Multiple Datasets

ahmed · February 11, 2019, 9:23pm

I have created a dataset class and dataloader for one of my datasets:

class Visual_DataSet(Dataset):
    def __init__(self, csv_path, root_dir):
        
        self.to_tensor = transforms.ToTensor()
        self.data_info = pd.read_csv(csv_path)
        self.root_dir = root_dir
        self.image_arr = np.asarray(self.data_info.iloc[:, 0])
        self.label_arr = np.asarray(self.data_info.iloc[:, 2])
        self.data_len = len(self.data_info.index)

    def __getitem__(self, index):
        single_image_name = self.image_arr[index]
        img_as_img = Image.open(self.root_dir+single_image_name)
        img_as_tensor = self.to_tensor(img_as_img)
        single_image_label = self.label_arr[index]
        return (img_as_tensor, single_image_label)

    def __len__(self):
        return self.data_len

if __name__ == "__main__":
    vs_trainset =  \
        DataSet(csv_path = 'images/visible/train_batch/trainset_batch.csv',
               root_dir = 'images/visible/train_batch/')
    vs_testset = \
        DataSet(csv_path = 'images/visible/test_batch/trainset_batch.csv',
               root_dir = 'images/visible/test_batch/')

trainloader = torch.utils.data.DataLoader(dataset=fused_data,
                                                batch_size=4,
                                                shuffle=True)
testloader = torch.utils.data.DataLoader(dataset=fused_data,
                                                batch_size=4,
                                                shuffle=False)

I want to add another dataset (i am trying to fuse the datasets). So I have created another class for my other dataset in the same manner as the first previous one. Is there any way that I have put the two datasets together in a single dataloader? Thanks in advance.

ptrblck · February 11, 2019, 9:25pm

You could provide all Datasets as a sequence to ConcatDataset to create a single one, which you can pass to the DataLoader.

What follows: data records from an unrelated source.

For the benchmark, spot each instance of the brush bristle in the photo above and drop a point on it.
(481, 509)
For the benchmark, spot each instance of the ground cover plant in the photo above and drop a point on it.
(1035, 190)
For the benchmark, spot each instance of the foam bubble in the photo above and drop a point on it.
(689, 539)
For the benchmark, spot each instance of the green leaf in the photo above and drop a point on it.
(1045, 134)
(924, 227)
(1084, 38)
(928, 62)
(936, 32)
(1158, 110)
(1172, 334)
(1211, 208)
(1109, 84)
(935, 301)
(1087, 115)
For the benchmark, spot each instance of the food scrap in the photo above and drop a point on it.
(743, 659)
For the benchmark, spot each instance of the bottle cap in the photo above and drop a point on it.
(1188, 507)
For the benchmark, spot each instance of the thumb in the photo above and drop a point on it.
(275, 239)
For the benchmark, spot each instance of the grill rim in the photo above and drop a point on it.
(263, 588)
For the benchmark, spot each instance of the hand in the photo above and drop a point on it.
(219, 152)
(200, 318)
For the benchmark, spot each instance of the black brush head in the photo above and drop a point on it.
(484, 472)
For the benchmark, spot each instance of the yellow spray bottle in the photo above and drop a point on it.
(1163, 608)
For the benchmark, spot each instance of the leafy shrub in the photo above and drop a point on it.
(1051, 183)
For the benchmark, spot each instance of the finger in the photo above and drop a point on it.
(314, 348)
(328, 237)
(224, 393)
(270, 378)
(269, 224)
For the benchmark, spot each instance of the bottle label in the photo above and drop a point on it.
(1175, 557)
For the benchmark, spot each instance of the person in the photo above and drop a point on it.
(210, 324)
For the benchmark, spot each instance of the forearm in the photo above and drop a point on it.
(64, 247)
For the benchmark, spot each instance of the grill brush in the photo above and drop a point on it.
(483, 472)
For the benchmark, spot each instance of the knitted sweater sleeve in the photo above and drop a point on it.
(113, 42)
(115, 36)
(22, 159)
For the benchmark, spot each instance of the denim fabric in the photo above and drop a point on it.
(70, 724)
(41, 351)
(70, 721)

ahmed · February 12, 2019, 11:15am

Thanks for the quick reply. I tried that previously:

class ConcatDataset(Dataset):
    
    def __init__(self, datasets):
        super(ConcatDataset, self).__init__()
        assert len(datasets) > 0, 'datasets should not be an empty iterable'
        self.datasets = list(datasets)
        self.cumulative_sizes = self.cumsum(self.datasets)

    def __len__(self):
        return self.cumulative_sizes[-1]

    def __getitem__(self, idx):
        dataset_idx = bisect.bisect_right(self.cumulative_sizes, idx)
        if dataset_idx == 0:
            sample_idx = idx
        else:
            sample_idx = idx - self.cumulative_sizes[dataset_idx - 1]
        return self.datasets[dataset_idx][sample_idx]

fused_data = torch.utils.data.ConcatDataset(vs_trainset, th_trainset)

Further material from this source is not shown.